There are a few ways to up the odds of successfully fishing a “hatch.” The feeding Striped Bass typically become completely focused on the worms and will not waste energy chasing a fast-moving lure such as a jig or popper. Swimming plugs are also often ignored even when retrieved slowly. The most effective lures tend to be either soft plastics for spinning gear or worm patterns for those on the fly.
Fly fishermen can throw worm patterns and slowly crawl them back. The most effective flies tend to float or sink very slowly, allowing a very slow retrieve, and matching the local worms’ color seems to play a huge role in effectiveness. The worms tend to have a dark head and body color can range from a muddy brown through red or orange depending on location and specific population. The retrieve usually consists of very short strips, only retrieving about an inch at a time, and trying to match the speed with natural worm movements. Flies are tied with a variety of materials such as marabou, buck tail, synthetic yarns, saddle hackles, peacock herl, or even materials like silicone or rubber. Buoyant material is often added to the hook prior to tying to allow the slow retrieve that is required to present the fly properly.
Spin fishermen often come off the water humbled and frustrated. The same fish that would enthusiastically take a jig or popper the week before are suddenly impossible to catch—while breaking by the hundreds. There is hope, however, with the use of light tackle and downsizing lures to match the worms. Many rods normally suited to freshwater, in the 8 to 12 pound range, can make it easier to toss small lures. Fish tend to be small and manageable on light gear, in the 14 to 20 inch range, though occasional 30+ pound fish are often mixed in to keep things exciting. Several products, such as the A-Just-A-Bubble fishing float, allow spinning guys to throw a fly. There is often a chamber that can be partially filled with water, allowing decent casting and low-profile presence in the water. A slow crawl back is usually the most effective and very small, rapid jigs of the rod tip during retrieve can give the fly some action. Some soft plastics, such as Slug-gos or unweighted rubber worms, can prove effective as well particularly if matched to the worms by color and size. The best retrieve tends to be a slow crawl along the surface, just fast enough to create a small wake. Carolina- or Texas-rigged weighted rubber worms, hopped slowly along the bottom, can also be effective though eelgrass and seaweed is often a problem. Once an effective technique is found the fishing can be absolutely outstanding but experimentation, persistence, and determination are necessary to find what provokes a strike.

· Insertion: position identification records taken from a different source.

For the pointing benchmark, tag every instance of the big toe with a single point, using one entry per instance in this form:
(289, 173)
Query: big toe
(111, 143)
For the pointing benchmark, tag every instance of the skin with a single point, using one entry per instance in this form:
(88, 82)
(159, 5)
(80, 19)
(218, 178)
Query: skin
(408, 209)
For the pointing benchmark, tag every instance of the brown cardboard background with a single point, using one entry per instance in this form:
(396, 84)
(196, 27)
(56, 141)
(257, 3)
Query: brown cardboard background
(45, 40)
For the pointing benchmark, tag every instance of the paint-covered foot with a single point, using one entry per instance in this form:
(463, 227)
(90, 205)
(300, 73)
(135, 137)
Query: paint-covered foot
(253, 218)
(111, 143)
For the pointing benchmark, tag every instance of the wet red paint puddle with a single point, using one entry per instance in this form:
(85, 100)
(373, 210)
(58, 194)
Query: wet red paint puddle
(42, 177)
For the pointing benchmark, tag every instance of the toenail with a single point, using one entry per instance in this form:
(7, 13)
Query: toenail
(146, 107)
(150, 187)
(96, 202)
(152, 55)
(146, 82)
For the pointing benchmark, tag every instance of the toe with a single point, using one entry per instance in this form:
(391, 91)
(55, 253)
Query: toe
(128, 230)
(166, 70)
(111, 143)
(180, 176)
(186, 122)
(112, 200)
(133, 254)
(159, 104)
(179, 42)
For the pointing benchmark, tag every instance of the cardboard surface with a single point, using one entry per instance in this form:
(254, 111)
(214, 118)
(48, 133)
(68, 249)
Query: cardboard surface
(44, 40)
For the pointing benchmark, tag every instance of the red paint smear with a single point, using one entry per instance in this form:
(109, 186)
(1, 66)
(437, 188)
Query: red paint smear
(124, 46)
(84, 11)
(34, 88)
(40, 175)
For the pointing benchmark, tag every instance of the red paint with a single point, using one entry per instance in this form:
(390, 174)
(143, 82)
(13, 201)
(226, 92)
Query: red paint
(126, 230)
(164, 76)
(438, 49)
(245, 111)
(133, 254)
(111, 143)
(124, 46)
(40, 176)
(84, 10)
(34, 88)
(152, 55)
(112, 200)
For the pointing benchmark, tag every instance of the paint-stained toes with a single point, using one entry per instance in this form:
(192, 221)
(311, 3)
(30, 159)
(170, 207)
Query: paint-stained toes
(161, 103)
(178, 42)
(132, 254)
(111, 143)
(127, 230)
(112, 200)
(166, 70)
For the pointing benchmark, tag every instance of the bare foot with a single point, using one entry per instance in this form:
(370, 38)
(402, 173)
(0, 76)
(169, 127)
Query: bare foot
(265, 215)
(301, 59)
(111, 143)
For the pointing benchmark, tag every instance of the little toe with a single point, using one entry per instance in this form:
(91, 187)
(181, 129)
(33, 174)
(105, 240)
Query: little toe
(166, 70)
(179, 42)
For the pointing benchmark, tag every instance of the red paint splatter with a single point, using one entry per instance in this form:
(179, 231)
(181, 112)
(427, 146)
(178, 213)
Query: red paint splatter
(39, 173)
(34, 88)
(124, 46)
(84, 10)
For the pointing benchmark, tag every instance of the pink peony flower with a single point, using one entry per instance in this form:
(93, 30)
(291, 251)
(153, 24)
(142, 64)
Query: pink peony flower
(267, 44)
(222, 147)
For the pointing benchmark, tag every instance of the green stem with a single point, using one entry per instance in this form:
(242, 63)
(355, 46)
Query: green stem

Fishing a good Cinder Worm “hatch” is an experience that is impossible to forget- whether or not you can hook a fish. It can simultaneously be one of the best and worst experiences a fisherman can have- the numbers of fish surfacing can be incredibly exciting while the struggle to find effective lures and techniques can be absolutely infuriating. By experimenting with lures and technique, however, it’s possible to get on some of the most incredible fishing Rhode Island has to offer.